Lt. Gov. candidate Aryanna Berringer says she’s lived the life of the forgotten constituents she wants to help | Blogh

Tuesday, November 28, 2017

Lt. Gov. candidate Aryanna Berringer says she’s lived the life of the forgotten constituents she wants to help

Posted By on Tue, Nov 28, 2017 at 12:17 PM

click to enlarge Aryanna Berringer - PHOTO COURTESY OF CAMPAIGN
Photo courtesy of campaign
Aryanna Berringer
When Murrysville resident Aryanna Berringer was a kid, her father was arrested and jailed for marijuana possession. She is the youngest of 10 children, and her mother had to work three waitress jobs to make ends meet, since her father, a truck driver, could no longer support the family.

Berringer, a longtime Democratic Party activist and Iraq War veteran, entered the race to challenge incumbent Lt. Gov. Mike Stack (D-Philadelphia) back in May. She says her life experience is what motivated her to run for lieutenant governor; she hopes to counter any other candidates who may lack authenticity.

“Politicians that have been bred for these roles,” says Berringer. “We don’t often elect people who have lived through the life of the people they want to serve.”

Lieutenant governor is often an overlooked office, says Berringer, but even in its current form, it can have a powerful effect. Berringer points out that Pennsylvania's lieutenant governor has a seat on the state’s Board of Pardons, and thus could have influence in criminal-justice issues. Many municipalities, like Pittsburgh, have taken the step to decriminalize low-quantity marijuana possession, and Berringer says, for example, had her father been pardoned, it would have had a huge impact on her childhood.

She also wants to use the position  to be an advocate for policy changes. “Recreational marijuana should be legal,” says Berringer. “Not just the economic benefit to the state, but for the economic better [for] families, since [marijuana possession] convictions can upend families.”
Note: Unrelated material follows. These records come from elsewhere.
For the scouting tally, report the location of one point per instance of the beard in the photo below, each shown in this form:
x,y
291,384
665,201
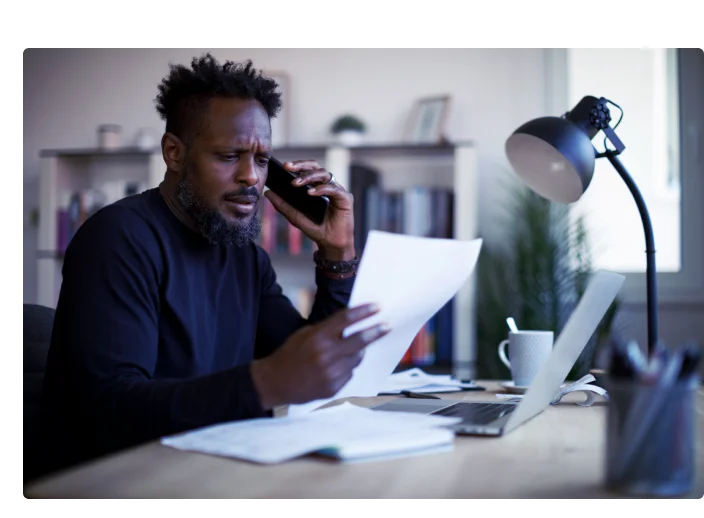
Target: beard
x,y
211,223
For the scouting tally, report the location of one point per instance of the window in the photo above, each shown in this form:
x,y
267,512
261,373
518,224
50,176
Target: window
x,y
644,83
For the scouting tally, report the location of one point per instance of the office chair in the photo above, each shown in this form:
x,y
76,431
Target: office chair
x,y
33,327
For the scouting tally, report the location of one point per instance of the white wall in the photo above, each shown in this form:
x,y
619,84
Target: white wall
x,y
64,94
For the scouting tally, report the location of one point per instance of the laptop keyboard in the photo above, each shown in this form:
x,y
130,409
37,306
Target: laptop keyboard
x,y
477,413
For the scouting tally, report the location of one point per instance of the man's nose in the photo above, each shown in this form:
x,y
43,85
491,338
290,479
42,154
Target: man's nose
x,y
247,174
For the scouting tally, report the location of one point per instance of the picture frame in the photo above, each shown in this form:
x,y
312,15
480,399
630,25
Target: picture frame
x,y
280,124
427,121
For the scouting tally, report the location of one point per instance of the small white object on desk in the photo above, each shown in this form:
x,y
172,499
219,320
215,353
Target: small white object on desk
x,y
420,382
581,385
346,432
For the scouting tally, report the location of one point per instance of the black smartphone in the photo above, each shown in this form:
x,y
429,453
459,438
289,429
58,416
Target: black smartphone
x,y
279,181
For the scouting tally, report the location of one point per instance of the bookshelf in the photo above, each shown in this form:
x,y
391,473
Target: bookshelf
x,y
406,171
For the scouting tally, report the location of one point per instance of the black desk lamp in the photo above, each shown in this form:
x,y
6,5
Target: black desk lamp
x,y
555,157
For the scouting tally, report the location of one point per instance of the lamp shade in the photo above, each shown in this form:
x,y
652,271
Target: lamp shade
x,y
554,156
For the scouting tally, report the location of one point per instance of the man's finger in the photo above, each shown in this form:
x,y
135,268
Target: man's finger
x,y
345,317
357,341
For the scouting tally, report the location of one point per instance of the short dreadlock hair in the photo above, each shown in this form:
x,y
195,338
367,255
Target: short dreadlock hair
x,y
184,93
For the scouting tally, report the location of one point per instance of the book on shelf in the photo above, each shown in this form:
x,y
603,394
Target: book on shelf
x,y
80,204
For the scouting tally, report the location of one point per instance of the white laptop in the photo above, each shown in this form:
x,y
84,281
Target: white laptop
x,y
498,418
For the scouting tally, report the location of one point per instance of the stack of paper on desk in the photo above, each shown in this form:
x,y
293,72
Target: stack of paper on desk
x,y
347,432
410,278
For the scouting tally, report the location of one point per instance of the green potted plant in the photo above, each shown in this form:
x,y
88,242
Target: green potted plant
x,y
536,273
348,129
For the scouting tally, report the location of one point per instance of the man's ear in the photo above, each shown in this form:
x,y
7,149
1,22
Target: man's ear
x,y
174,152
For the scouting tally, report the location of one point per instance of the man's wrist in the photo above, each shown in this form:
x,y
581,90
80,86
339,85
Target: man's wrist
x,y
336,269
264,384
337,254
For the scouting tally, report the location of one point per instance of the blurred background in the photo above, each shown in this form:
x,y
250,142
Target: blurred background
x,y
418,135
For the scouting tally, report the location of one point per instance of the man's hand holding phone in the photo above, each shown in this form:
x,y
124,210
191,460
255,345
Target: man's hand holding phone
x,y
335,234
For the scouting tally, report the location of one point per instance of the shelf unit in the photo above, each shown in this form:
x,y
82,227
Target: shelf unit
x,y
447,165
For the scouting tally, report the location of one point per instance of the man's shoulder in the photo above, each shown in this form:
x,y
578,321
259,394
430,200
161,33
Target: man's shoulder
x,y
127,219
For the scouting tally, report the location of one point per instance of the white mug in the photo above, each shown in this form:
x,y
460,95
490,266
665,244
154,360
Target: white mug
x,y
528,351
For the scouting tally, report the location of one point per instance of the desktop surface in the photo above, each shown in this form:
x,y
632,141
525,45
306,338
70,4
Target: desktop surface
x,y
556,457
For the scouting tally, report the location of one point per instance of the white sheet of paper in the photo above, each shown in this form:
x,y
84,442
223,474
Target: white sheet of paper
x,y
411,278
355,430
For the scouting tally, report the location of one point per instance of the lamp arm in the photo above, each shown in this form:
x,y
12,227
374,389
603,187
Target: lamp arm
x,y
651,273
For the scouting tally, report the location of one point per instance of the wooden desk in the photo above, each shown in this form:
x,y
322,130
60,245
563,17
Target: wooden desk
x,y
557,457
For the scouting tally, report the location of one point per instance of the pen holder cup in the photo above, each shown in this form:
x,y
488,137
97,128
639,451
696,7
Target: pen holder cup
x,y
650,438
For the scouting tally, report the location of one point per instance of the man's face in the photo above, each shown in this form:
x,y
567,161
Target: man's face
x,y
225,171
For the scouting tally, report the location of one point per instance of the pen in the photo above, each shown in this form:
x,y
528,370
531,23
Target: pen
x,y
417,395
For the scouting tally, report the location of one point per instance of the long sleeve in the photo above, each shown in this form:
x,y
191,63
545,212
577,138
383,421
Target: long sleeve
x,y
278,318
106,340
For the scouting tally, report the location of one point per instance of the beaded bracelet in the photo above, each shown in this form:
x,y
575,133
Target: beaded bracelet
x,y
336,267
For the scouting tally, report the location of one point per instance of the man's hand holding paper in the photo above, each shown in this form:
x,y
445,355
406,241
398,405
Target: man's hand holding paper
x,y
410,278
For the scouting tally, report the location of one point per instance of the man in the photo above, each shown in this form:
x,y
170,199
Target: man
x,y
170,317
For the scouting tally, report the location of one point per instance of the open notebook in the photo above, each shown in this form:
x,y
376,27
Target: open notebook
x,y
346,432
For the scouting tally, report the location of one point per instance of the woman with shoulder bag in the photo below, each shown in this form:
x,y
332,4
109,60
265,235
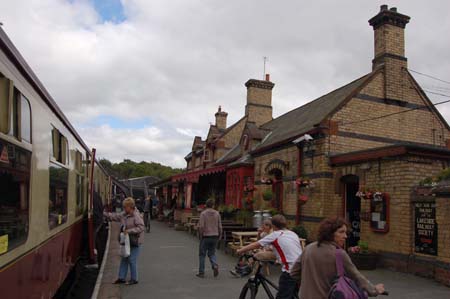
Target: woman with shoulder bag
x,y
133,226
317,266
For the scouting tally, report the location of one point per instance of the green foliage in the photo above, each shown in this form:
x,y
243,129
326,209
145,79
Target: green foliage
x,y
267,195
130,169
300,231
364,246
444,175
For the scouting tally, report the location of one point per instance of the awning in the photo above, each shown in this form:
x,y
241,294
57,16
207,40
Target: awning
x,y
194,176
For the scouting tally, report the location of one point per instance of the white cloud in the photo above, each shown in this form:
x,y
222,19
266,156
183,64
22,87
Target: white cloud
x,y
177,61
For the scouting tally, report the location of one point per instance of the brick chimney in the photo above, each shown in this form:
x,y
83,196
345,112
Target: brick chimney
x,y
221,119
259,100
389,31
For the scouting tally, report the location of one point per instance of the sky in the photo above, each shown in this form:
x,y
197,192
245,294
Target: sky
x,y
140,78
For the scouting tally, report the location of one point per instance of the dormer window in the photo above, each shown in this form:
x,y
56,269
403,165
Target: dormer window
x,y
245,142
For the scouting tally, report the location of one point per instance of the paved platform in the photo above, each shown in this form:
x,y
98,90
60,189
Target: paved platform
x,y
168,264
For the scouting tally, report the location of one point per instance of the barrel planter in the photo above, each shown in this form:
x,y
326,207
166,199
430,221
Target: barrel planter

Berringer hopes to use the lieutenant governor's office to travel the state and campaign for other policies like a $15 minimum wage and the Farm to School initiative, which helps local farms sell fresh produce to public schools for kids’ lunches. She also wants to use the seat to talk about issues that aren’t always easy for Pennsylvanians to discuss openly.

“My dad is black, and my mom is white,” says Berringer. “We talked about race, we need to talk about race. So much of struggles of race relations are just people being afraid to have the conversation.”

Berringer says a Democratic lieutenant governor should make a difference for Pennsylvanians and one of her main objectives is to promote her policies to show residents that policies do help people.

“I am Democrat because without the policies put out by Democrats, I would not be the person I am today,” she says.